There are few stored procedure written which sending OUT REF CURSORS to calling event.
They are using types.cursor_type as datatype.
IS there any difference in types.cursor_type & SYS_REFCURSOR?
Cursors with a defined return type are strongly typed. Sys_refcursors are weakly typed.
The key difference is you can only assign queries that match the return type to a strong cursor. That is the number and type of the columns have to match (though not the column names).
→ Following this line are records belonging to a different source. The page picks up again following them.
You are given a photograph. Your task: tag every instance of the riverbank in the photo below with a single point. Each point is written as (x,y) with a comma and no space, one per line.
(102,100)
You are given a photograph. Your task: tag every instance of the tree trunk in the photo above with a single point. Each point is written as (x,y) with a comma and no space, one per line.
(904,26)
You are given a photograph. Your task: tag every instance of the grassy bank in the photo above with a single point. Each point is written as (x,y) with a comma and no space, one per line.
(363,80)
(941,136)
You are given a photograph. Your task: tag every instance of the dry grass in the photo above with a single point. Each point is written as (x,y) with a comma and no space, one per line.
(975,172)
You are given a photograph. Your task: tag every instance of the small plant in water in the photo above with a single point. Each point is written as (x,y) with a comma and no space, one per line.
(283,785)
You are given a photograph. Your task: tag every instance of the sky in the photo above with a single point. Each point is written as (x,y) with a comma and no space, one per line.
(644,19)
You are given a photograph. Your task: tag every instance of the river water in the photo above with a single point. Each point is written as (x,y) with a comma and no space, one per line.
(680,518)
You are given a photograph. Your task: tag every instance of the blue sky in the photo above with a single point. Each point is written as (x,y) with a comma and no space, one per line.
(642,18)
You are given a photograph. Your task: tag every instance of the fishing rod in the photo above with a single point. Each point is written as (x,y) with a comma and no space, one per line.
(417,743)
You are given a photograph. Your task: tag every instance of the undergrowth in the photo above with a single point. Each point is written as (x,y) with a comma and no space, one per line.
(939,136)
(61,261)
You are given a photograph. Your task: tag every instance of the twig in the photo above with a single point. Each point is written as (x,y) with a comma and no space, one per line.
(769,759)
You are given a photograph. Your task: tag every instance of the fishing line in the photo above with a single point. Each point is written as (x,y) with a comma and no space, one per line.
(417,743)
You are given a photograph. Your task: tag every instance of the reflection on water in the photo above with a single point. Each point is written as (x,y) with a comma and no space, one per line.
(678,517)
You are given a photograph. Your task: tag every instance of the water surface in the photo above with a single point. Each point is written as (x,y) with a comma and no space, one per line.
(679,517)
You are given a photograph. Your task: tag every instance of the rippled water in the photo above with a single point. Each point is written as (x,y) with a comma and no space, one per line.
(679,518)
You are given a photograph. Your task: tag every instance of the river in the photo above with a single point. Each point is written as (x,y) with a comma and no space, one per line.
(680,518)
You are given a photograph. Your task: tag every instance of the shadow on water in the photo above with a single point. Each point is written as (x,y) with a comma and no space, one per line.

You can open any query with a weakly typed cursor:
create or replace package pkg as
cursor cur is
select 1 n from dual;
type tcur is ref cursor return pkg.cur%rowtype;
end pkg;
/
declare
cur pkg.tcur;
begin
open cur for
select 'a' s, 1 n from dual;
end;
/
ORA-06550: line 5, column 5:
PLS-00382: expression is of wrong type
declare
cur pkg.tcur;
begin
open cur for
select sysdate d from dual;
end;
/
ORA-06550: line 5, column 5:
PLS-00382: expression is of wrong type
declare
cur pkg.tcur;
begin
open cur for
select 9 d from dual;
end;
/
PL/SQL procedure successfully completed.
declare
cur sys_refcursor;
begin
open cur for
select 'a' s, 1 n from dual;
close cur;
open cur for
select 9 n from dual;
close cur;
end;
/
PL/SQL procedure successfully completed.
It's better practice to use strong cursors. The query has to match the cursor type. If it doesn't your code won't compile!
Reserve weak cursors for cases where you to return cursors with different numbers or types of columns. Though in my experience the need to do this is rare!